This year's hurricane season will be here soon. The National Hurricane Center's (NHC) director, Ken Graham, shares what his team learned from 2020's record-breaking season, what changes are on the way, and how you and your family can get ready before you ever need to board up the windows.


What You Need To Know

  • This season will probably be more active than average

  • People should start preparing in the spring

  • Using the Greek alphabet caused confusion and distraction

  • The storm surge model got an upgrade that should give better surge forecasts

Check out meteorologist Justin Gehrts's full interview with Ken Graham in the video player above, or view the NHC director's individual answers below.

What the 2021 season may hold

Meteorologists expect this hurricane season to become more active than average. However, where storms end up matters – it only takes one hitting where you live to make it a bad season.
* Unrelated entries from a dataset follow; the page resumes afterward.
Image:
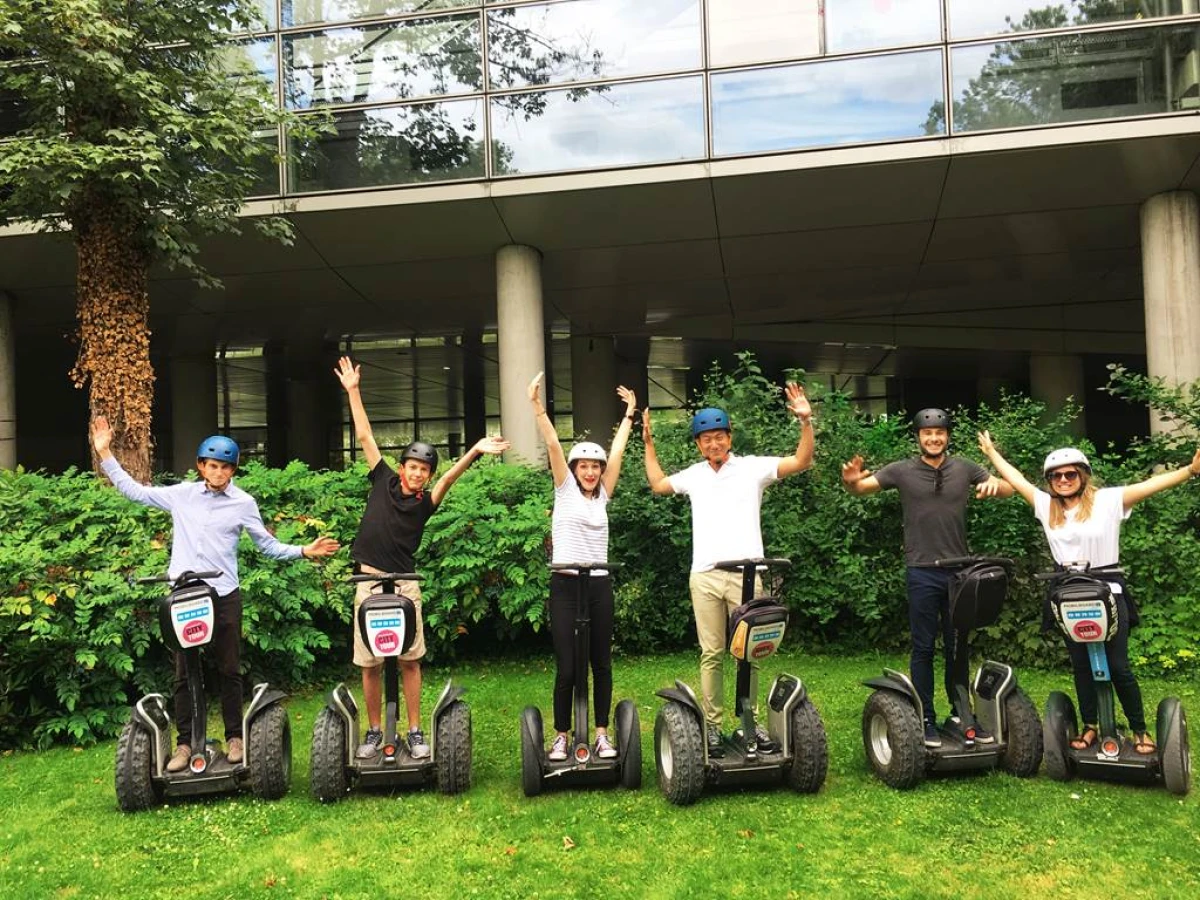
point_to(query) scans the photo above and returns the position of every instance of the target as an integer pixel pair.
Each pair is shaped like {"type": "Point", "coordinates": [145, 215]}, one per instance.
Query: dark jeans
{"type": "Point", "coordinates": [929, 611]}
{"type": "Point", "coordinates": [225, 649]}
{"type": "Point", "coordinates": [563, 606]}
{"type": "Point", "coordinates": [1123, 679]}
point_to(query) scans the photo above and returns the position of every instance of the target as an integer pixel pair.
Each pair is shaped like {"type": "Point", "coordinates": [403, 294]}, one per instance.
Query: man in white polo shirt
{"type": "Point", "coordinates": [725, 491]}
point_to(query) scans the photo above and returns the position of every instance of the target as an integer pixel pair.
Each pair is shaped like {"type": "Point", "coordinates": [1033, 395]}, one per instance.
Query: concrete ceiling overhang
{"type": "Point", "coordinates": [1015, 241]}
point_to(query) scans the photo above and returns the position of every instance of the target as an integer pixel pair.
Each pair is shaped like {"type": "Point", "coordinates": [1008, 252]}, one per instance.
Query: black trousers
{"type": "Point", "coordinates": [563, 609]}
{"type": "Point", "coordinates": [225, 649]}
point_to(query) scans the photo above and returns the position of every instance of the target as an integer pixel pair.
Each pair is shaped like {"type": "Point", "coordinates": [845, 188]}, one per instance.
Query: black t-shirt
{"type": "Point", "coordinates": [934, 503]}
{"type": "Point", "coordinates": [393, 523]}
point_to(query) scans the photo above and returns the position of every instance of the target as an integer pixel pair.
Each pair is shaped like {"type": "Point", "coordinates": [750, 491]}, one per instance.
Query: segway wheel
{"type": "Point", "coordinates": [810, 749]}
{"type": "Point", "coordinates": [328, 778]}
{"type": "Point", "coordinates": [454, 748]}
{"type": "Point", "coordinates": [531, 750]}
{"type": "Point", "coordinates": [270, 753]}
{"type": "Point", "coordinates": [1174, 754]}
{"type": "Point", "coordinates": [894, 739]}
{"type": "Point", "coordinates": [136, 789]}
{"type": "Point", "coordinates": [679, 750]}
{"type": "Point", "coordinates": [1023, 736]}
{"type": "Point", "coordinates": [1057, 730]}
{"type": "Point", "coordinates": [629, 742]}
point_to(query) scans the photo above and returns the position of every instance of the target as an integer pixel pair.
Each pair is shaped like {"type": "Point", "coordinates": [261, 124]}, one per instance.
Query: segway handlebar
{"type": "Point", "coordinates": [184, 576]}
{"type": "Point", "coordinates": [385, 576]}
{"type": "Point", "coordinates": [1081, 568]}
{"type": "Point", "coordinates": [582, 567]}
{"type": "Point", "coordinates": [756, 562]}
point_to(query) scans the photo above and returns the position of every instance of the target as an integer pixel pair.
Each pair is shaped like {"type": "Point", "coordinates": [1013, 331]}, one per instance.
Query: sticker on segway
{"type": "Point", "coordinates": [1086, 621]}
{"type": "Point", "coordinates": [192, 621]}
{"type": "Point", "coordinates": [384, 631]}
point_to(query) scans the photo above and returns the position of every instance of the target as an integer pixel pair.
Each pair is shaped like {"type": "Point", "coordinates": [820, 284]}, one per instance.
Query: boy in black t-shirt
{"type": "Point", "coordinates": [393, 523]}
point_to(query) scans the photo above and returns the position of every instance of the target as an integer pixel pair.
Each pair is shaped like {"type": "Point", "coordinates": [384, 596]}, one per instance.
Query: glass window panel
{"type": "Point", "coordinates": [598, 127]}
{"type": "Point", "coordinates": [1077, 77]}
{"type": "Point", "coordinates": [401, 60]}
{"type": "Point", "coordinates": [306, 12]}
{"type": "Point", "coordinates": [869, 24]}
{"type": "Point", "coordinates": [587, 40]}
{"type": "Point", "coordinates": [761, 31]}
{"type": "Point", "coordinates": [973, 18]}
{"type": "Point", "coordinates": [397, 145]}
{"type": "Point", "coordinates": [833, 102]}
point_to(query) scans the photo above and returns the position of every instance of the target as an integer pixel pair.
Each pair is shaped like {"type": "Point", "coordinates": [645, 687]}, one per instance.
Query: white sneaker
{"type": "Point", "coordinates": [605, 750]}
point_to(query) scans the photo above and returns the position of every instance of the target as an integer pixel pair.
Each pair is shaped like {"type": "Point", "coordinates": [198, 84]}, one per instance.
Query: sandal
{"type": "Point", "coordinates": [1086, 739]}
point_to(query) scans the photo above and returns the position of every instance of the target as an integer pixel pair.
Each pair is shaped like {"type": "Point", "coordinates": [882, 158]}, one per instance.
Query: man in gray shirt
{"type": "Point", "coordinates": [934, 490]}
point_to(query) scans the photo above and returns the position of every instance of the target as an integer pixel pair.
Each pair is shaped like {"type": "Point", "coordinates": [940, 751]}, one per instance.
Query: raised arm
{"type": "Point", "coordinates": [1008, 472]}
{"type": "Point", "coordinates": [490, 445]}
{"type": "Point", "coordinates": [857, 479]}
{"type": "Point", "coordinates": [549, 436]}
{"type": "Point", "coordinates": [349, 376]}
{"type": "Point", "coordinates": [1135, 493]}
{"type": "Point", "coordinates": [798, 406]}
{"type": "Point", "coordinates": [617, 451]}
{"type": "Point", "coordinates": [659, 481]}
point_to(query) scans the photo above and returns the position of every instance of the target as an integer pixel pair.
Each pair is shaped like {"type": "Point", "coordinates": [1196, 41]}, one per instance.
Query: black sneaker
{"type": "Point", "coordinates": [715, 745]}
{"type": "Point", "coordinates": [417, 747]}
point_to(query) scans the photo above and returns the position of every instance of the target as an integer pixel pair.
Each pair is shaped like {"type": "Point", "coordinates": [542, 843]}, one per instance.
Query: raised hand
{"type": "Point", "coordinates": [348, 373]}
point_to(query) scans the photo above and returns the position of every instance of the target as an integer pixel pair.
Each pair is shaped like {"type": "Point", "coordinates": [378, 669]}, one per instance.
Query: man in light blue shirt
{"type": "Point", "coordinates": [208, 516]}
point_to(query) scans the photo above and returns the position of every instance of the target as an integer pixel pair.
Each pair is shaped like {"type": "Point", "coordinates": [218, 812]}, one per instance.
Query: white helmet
{"type": "Point", "coordinates": [587, 450]}
{"type": "Point", "coordinates": [1066, 456]}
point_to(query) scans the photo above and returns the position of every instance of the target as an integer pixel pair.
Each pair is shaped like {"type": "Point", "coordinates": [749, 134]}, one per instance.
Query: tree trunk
{"type": "Point", "coordinates": [113, 310]}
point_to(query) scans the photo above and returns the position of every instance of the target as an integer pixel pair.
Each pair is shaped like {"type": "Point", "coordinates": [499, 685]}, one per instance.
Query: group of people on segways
{"type": "Point", "coordinates": [991, 724]}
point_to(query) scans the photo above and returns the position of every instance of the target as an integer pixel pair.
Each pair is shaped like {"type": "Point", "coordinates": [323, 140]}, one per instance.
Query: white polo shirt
{"type": "Point", "coordinates": [726, 507]}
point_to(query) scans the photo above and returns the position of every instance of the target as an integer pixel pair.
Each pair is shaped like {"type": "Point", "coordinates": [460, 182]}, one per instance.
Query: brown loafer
{"type": "Point", "coordinates": [178, 762]}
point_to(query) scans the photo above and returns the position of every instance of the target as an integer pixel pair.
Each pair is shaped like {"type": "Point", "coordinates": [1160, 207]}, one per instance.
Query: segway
{"type": "Point", "coordinates": [1085, 609]}
{"type": "Point", "coordinates": [893, 720]}
{"type": "Point", "coordinates": [388, 624]}
{"type": "Point", "coordinates": [186, 619]}
{"type": "Point", "coordinates": [799, 754]}
{"type": "Point", "coordinates": [581, 767]}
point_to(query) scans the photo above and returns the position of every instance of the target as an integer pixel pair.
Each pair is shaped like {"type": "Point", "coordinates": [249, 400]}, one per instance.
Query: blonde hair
{"type": "Point", "coordinates": [1086, 499]}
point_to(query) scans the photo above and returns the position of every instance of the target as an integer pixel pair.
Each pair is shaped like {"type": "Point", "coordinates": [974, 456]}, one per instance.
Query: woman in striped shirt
{"type": "Point", "coordinates": [583, 483]}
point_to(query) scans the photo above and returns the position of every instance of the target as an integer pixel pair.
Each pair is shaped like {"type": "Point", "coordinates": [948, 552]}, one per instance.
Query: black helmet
{"type": "Point", "coordinates": [931, 419]}
{"type": "Point", "coordinates": [423, 453]}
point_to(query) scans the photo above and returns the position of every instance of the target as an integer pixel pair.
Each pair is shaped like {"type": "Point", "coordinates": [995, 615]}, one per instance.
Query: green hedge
{"type": "Point", "coordinates": [79, 641]}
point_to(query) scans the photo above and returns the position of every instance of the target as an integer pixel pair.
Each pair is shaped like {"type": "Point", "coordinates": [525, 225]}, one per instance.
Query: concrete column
{"type": "Point", "coordinates": [7, 385]}
{"type": "Point", "coordinates": [193, 405]}
{"type": "Point", "coordinates": [595, 406]}
{"type": "Point", "coordinates": [522, 354]}
{"type": "Point", "coordinates": [1056, 378]}
{"type": "Point", "coordinates": [1170, 275]}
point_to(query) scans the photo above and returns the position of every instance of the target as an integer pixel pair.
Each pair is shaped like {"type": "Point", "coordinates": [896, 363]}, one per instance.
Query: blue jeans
{"type": "Point", "coordinates": [929, 609]}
What you can do in the spring to prepare

Don't wait until a storm is coming. Use the time before the season starts to know what your threats are and what you'll do if a hurricane does approach, no matter if you live on the coast or farther inland.

Why no more Greek alphabet?

In both 2020 and 2005, the NHC ran out of names on its list and had to spill into the backup Greek alphabet. Unfortunately, the Greek alphabet caused confusion, which got in the way of people fully understanding the safety messages.

Going beyond just the meteorology

Social science research, including how people use information and why they make the decisions they do, is playing a bigger part in what the NHC says and does.

May 15 vs. June 1

The "official" start of the hurricane season is June 1, but the NHC will start issuing routine tropical advisories on May 15 this year. However, changing the start of the season to that same date isn't a simple decision.

Lessons learned in 2020

A pandemic on top of a record hurricane season obviously presented challenges. It put backup plans to the test, but they succeeded.

What's new in 2021

Graham is excited about the upgrade to the storm surge model, which should provide more accurate predictions of storm surge. Better forecasts will help with preparation and evacuation.